王族や権力者から生まれようとはされず、貧しい両親の元、馬小屋で生まれました。しかも十字架刑で亡くなっています。

イエスさまは神の子であるのに、崇められようとせず、下に下っていくことをされました。

私たちはどうでしょう・・

多くの人は、少しでも良い生活。今よりも豊かな生活。不自由がない生活・・を目指します。

自分の職場、自分が属するコミュニティー、友達関係のなかでも認められるように努力します。

自分の立ち位置が虐げられる所ではなく、一目置かれる所を望むのです。

私たちは、上へ登ろうとする思いがあるのです。

 

知らず知らずのうちに、自分の中にメシアになろうとする思いがあるのです💦

私たちは、自分の良心や自分の善悪の判断だけに頼れない存在なのです。

エバも善悪の知識の実を食べる前に「神のようになろう」という思いがあった訳ではないのです。

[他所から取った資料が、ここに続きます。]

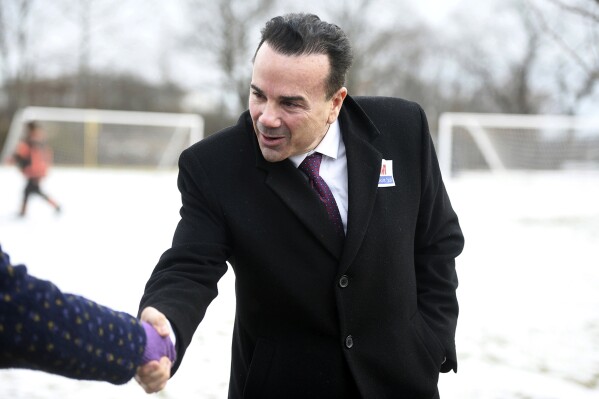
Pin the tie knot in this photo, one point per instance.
(311, 165)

凄く自然に、誘惑が自分の頭に、目に入って来るのです・・

 

主の価値観、主の判断、主の思い、主の考え方、私たちが持つべき基準、私たちが持つべき思考・・

これらは全て聖書に書かれ、既に私たちに与えられています。

聖書を読み、御言葉を心に刻み、一つ一つを主に委ねながら祈りながら生きて行く事が大切なのです。

今日も聖書を開き、御言葉を心に刻みたいです。

時折立ち止まり、主と共に歩めているか、心を主に返しながらお過ごしください!